Blog

What the Trump Tax Plan Could Mean for High Earners

The tax bill passed by the House of Representatives on May 22, called the “One Big Beautiful Bill Act,” has more than 1,000 pages of tax-related changes, including several breaks for high earners. It extends many provisions of the Tax Cuts and Jobs Act of 2017, which was scheduled to expire at the end of 2025, and adds some new benefits, too.

“The group that benefits the most are high-income households but not the very highest,” says Kyle Pomerleau, a senior fellow at the American Enterprise Institute focusing on federal tax policy. “Most of the tax cuts are focused on households that earn between $250,000 and $600,000.”

These changes are not law yet – the Senate will debate the tax bill next. However, the following four sections of the House bill could have the most significant impact on high-income taxpayers if they are included in the final version.

 

1. Reduced Tax Rates from the Tax Cuts and Job Act

 

The TCJA reduced income tax rates for almost all tax brackets from 2018 through 2025, expanded the income levels within most tax brackets and cut the top rate from 39.6% to 37%. However, the rates were scheduled to increase back to their 2017 levels starting in 2026, unless Congress took action.

 

The House bill extends the current rates and brackets. “The proposal makes the lower income tax rates permanent,” says Miklos Ringbauer, founder of MiklosCPA in Southern California.

 

On May 19, the Urban-Brookings Tax Policy Center estimated that the tax provisions of the legislation would reduce taxes on average by about $2,900 in 2026, with about 60% of the benefits going to those in the top quintile (with incomes of about $217,000 or more). The bill was changed slightly after their analysis.

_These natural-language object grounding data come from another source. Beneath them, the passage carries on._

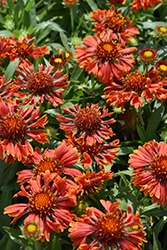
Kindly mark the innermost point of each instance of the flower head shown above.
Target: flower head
(122, 28)
(17, 124)
(48, 204)
(134, 86)
(150, 170)
(88, 122)
(113, 229)
(56, 161)
(104, 57)
(41, 84)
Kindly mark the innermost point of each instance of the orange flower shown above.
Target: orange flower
(88, 122)
(139, 4)
(111, 230)
(122, 28)
(15, 127)
(48, 204)
(41, 84)
(150, 164)
(134, 86)
(22, 48)
(56, 161)
(102, 153)
(104, 57)
(91, 182)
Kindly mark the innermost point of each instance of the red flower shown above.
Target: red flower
(48, 204)
(91, 182)
(114, 230)
(150, 163)
(41, 84)
(88, 122)
(104, 57)
(134, 86)
(56, 161)
(122, 28)
(15, 126)
(102, 153)
(22, 48)
(139, 4)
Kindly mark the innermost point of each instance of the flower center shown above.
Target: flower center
(159, 167)
(134, 82)
(163, 67)
(40, 83)
(109, 229)
(107, 51)
(13, 128)
(115, 22)
(49, 163)
(42, 202)
(88, 120)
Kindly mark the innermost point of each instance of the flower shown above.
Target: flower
(56, 161)
(104, 57)
(102, 153)
(139, 4)
(148, 55)
(88, 122)
(134, 86)
(48, 204)
(150, 169)
(15, 125)
(113, 229)
(91, 182)
(161, 66)
(122, 28)
(41, 84)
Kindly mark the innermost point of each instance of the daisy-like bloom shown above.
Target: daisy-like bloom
(102, 153)
(41, 84)
(134, 86)
(111, 230)
(161, 66)
(122, 28)
(56, 161)
(48, 204)
(58, 60)
(148, 55)
(88, 122)
(104, 57)
(150, 169)
(15, 125)
(139, 4)
(23, 48)
(91, 182)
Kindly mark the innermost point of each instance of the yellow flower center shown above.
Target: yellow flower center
(88, 120)
(40, 83)
(48, 163)
(107, 51)
(159, 167)
(109, 229)
(163, 67)
(13, 128)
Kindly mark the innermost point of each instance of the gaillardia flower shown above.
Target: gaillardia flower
(41, 84)
(134, 86)
(104, 57)
(15, 125)
(88, 122)
(150, 169)
(48, 204)
(111, 230)
(56, 161)
(102, 153)
(122, 28)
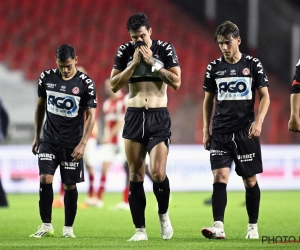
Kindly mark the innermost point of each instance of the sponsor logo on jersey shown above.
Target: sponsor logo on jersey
(50, 85)
(69, 165)
(221, 73)
(46, 157)
(247, 157)
(246, 71)
(62, 104)
(234, 88)
(232, 72)
(214, 152)
(75, 90)
(63, 88)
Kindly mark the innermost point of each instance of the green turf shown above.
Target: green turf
(106, 229)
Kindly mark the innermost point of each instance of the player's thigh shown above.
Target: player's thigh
(135, 154)
(247, 156)
(158, 160)
(48, 158)
(90, 152)
(71, 172)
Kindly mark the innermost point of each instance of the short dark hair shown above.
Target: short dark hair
(227, 30)
(136, 21)
(64, 52)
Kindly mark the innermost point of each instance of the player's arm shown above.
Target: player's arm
(88, 127)
(171, 76)
(294, 122)
(39, 116)
(208, 105)
(119, 78)
(263, 107)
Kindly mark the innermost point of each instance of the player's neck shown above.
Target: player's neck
(70, 77)
(236, 57)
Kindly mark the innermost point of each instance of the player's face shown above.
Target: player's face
(229, 46)
(141, 35)
(107, 88)
(67, 68)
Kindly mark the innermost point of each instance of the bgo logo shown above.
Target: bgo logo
(67, 103)
(239, 86)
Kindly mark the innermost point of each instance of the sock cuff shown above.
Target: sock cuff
(254, 187)
(219, 185)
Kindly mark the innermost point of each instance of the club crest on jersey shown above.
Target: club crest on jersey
(246, 71)
(62, 104)
(234, 88)
(75, 90)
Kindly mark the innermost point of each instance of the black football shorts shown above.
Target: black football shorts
(50, 156)
(148, 126)
(237, 147)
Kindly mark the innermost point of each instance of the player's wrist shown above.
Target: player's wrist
(156, 67)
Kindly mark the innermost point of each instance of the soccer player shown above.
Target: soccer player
(233, 80)
(66, 96)
(89, 161)
(294, 122)
(148, 66)
(112, 141)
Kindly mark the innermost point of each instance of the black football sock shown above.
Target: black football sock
(162, 194)
(219, 201)
(137, 203)
(45, 202)
(252, 203)
(70, 200)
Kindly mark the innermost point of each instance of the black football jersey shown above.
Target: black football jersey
(66, 101)
(234, 86)
(296, 81)
(163, 52)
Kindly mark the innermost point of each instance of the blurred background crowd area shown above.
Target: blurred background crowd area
(32, 30)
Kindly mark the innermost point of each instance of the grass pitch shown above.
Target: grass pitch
(107, 229)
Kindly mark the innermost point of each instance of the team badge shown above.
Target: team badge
(246, 71)
(75, 90)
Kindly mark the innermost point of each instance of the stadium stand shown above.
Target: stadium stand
(34, 29)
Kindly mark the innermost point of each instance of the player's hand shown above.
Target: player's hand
(136, 57)
(294, 124)
(147, 55)
(78, 152)
(255, 130)
(206, 141)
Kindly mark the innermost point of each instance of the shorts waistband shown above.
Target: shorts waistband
(144, 109)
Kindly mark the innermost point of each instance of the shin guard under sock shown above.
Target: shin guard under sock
(252, 203)
(45, 202)
(137, 203)
(162, 194)
(219, 201)
(70, 200)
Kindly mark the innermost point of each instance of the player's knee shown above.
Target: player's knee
(158, 176)
(249, 182)
(221, 176)
(46, 178)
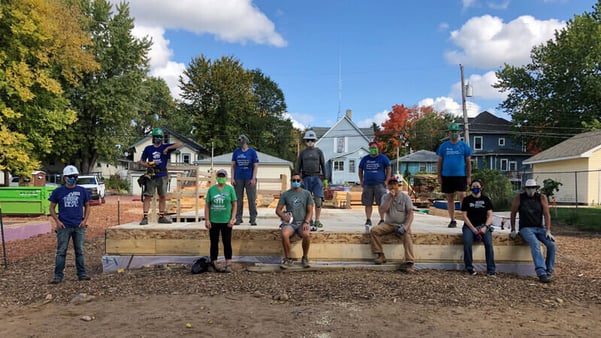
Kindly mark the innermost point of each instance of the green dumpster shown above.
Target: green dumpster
(25, 200)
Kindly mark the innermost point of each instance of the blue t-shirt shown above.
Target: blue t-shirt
(245, 163)
(453, 158)
(374, 169)
(71, 202)
(154, 153)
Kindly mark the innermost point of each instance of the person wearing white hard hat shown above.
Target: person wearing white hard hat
(533, 209)
(71, 222)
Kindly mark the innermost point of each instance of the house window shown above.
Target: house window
(340, 145)
(338, 165)
(513, 165)
(504, 164)
(477, 142)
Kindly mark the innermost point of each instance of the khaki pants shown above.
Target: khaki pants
(383, 229)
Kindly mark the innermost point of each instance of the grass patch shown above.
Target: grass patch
(582, 218)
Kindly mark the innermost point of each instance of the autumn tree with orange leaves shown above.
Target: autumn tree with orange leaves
(413, 128)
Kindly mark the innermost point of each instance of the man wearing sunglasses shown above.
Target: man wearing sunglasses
(245, 164)
(295, 208)
(71, 222)
(311, 165)
(155, 158)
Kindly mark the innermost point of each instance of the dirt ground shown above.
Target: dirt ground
(168, 301)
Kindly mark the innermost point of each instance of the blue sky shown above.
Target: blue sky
(328, 56)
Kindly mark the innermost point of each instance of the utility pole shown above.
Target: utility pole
(464, 93)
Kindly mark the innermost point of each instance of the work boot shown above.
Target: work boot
(381, 259)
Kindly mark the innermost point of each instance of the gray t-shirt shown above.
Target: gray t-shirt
(400, 206)
(296, 202)
(311, 162)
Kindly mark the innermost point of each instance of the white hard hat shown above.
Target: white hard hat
(70, 170)
(531, 183)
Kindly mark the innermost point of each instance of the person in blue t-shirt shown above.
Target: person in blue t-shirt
(71, 222)
(374, 173)
(245, 164)
(454, 169)
(155, 158)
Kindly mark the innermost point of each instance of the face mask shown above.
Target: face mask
(530, 191)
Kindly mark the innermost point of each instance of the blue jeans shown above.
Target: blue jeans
(532, 236)
(251, 195)
(468, 241)
(62, 236)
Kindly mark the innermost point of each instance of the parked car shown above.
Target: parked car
(93, 185)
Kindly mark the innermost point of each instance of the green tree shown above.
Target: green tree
(217, 96)
(110, 98)
(43, 49)
(548, 98)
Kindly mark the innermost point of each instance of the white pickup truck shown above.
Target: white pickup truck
(94, 186)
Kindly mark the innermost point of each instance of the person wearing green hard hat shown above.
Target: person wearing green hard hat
(454, 169)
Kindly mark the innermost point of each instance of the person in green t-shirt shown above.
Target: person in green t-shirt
(220, 215)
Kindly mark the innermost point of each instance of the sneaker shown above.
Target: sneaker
(544, 278)
(286, 263)
(381, 259)
(407, 267)
(305, 262)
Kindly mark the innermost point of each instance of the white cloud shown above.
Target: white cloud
(488, 42)
(152, 17)
(234, 21)
(448, 105)
(378, 119)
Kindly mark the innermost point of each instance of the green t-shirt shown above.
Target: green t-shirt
(220, 203)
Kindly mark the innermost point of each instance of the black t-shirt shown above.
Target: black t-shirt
(477, 208)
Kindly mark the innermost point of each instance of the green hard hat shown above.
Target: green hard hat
(157, 132)
(454, 127)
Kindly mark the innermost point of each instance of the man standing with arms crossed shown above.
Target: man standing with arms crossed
(454, 169)
(374, 173)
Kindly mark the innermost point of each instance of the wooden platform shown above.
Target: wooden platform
(344, 240)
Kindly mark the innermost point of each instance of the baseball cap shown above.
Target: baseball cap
(531, 183)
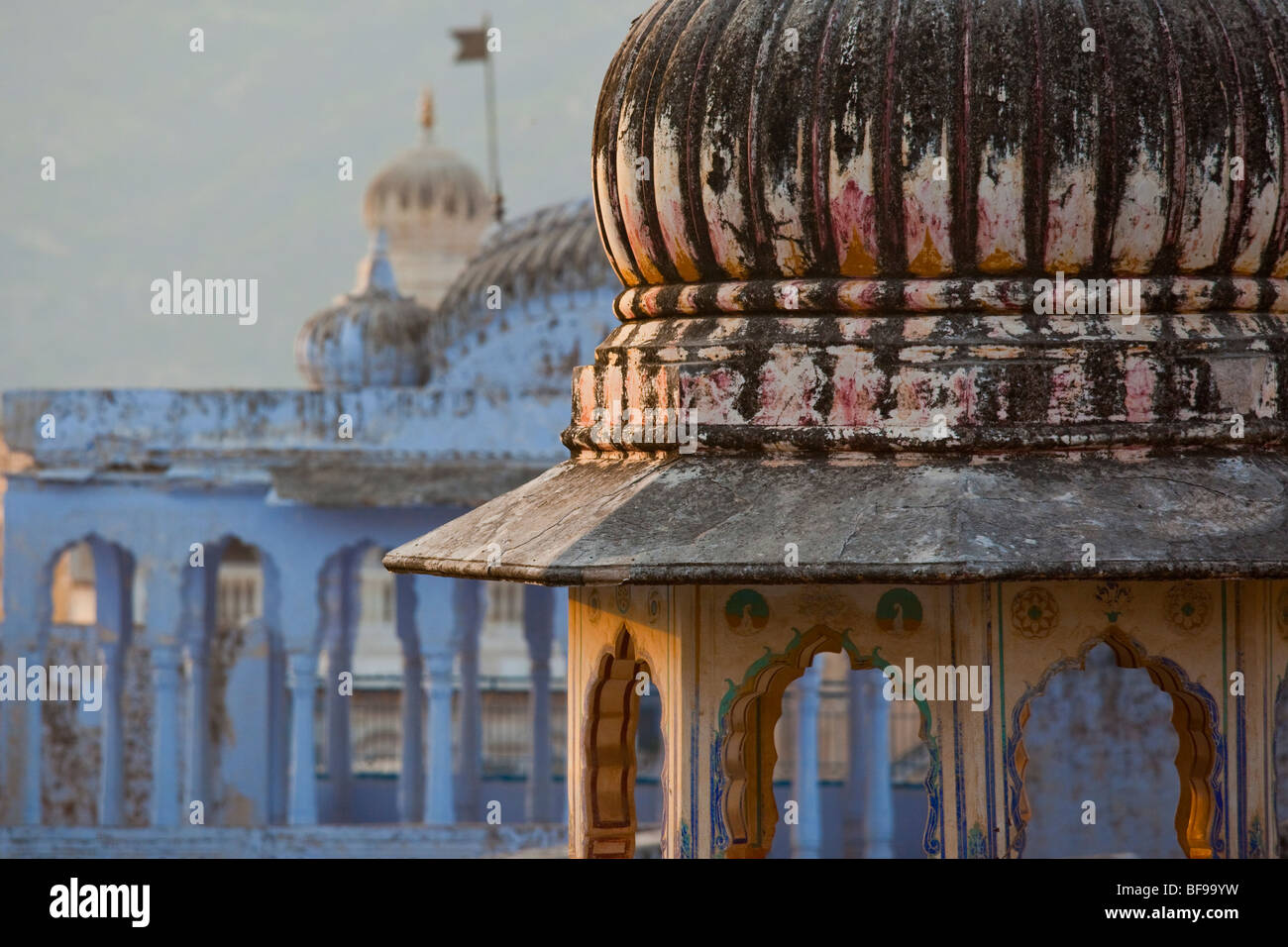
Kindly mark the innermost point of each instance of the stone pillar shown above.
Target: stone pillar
(411, 780)
(439, 808)
(165, 733)
(303, 682)
(868, 796)
(201, 616)
(807, 838)
(34, 748)
(434, 635)
(339, 603)
(537, 629)
(29, 608)
(562, 604)
(114, 600)
(468, 607)
(166, 591)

The biggest change was that the SALT cap in the bill was increased from $30,000 to $40,000 after the study came out, but the other changes were pretty small. The results would still be similar, according to Joseph Rosenberg, senior fellow at the Tax Policy Center.

 

2. Increased SALT Tax Cap

 

People who itemize can deduct state and local taxes, including real estate taxes and either income taxes or sales taxes paid to state and local governments.

 

But as one of the cost-cutting measures to help fund the TCJA tax breaks, that original law capped the SALT deduction at $10,000 from 2018 through 2025. This reduced the tax break available for many people in high-tax states who had eligible tax bills above that cut-off.

 

The SALT cap was scheduled to expire after 2025, but the new tax bill would increase the cap to $40,000 starting this year, in 2025, for people earning less than $500,000.

 

The cap is gradually reduced for people above that income level, and people with incomes over $600,000 would still face the original $10,000 SALT cap, says Garrett Watson, director of policy analysis at the Tax Foundation. The cap and income limit would rise by 1% each year for 2026 to 2033.

 

Many people in California earning less than $600,000 pay more than $10,000 in income and property taxes and will benefit from the higher cap, says Ringbauer.

 

However, this is the provision of the tax bill that Pomerleau thinks is most likely to change in the Senate version.

 

“While the political dynamics in the House meant that they were going to have to increase the SALT cap to pass the bill, no such dynamics exist in the Senate,” he says. “In fact, Republican Senators do not represent high-income, high-tax states, so it is not a priority – they actually are more likely to oppose the higher cap.”

 

3. Higher Estate Tax Exemption

 

The new tax bill increases the estate tax exemption to $15 million per person, effective beginning in 2026, with annual adjustments for inflation.

 

The TCJA had doubled the estate tax exemption from 2018 through 2025, and with inflation adjustments, it had reached $13.99 million in 2025. However, without action by Congress, the amount of money each person could pass on to heirs without federal estate taxes was scheduled to revert to the pre-TCJA level.

 

“This will benefit wealthier estates since, if the TCJA had been allowed to expire, the estate tax exemption would have fallen approximately in half, to around $7 million,” says Mark Luscombe, the principal federal tax analyst for Wolters Kluwer.

 

 

4. Caps Itemized Deductions for the Highest Bracket

 

The House bill caps itemized deductions for taxpayers in the top bracket. “This is a new policy that reduces the value of itemized deductions for high-income households,” Pomerleau says.

 

“For those with taxable income in the top tax bracket [37%], this provision reduces the value of each dollar of itemized deduction by two percentage points. Instead of receiving $0.37 for a dollar of charitable contributions, taxpayers will get $0.35,” he explains.

 

The tax bill also reduces the value of the SALT deduction for people in the top bracket by five percentage points, he says. Instead of being worth 37%, that deduction would be capped at 32%. That means a $10,000 SALT deduction would lower federal income taxes by $3,200 rather than $3,700.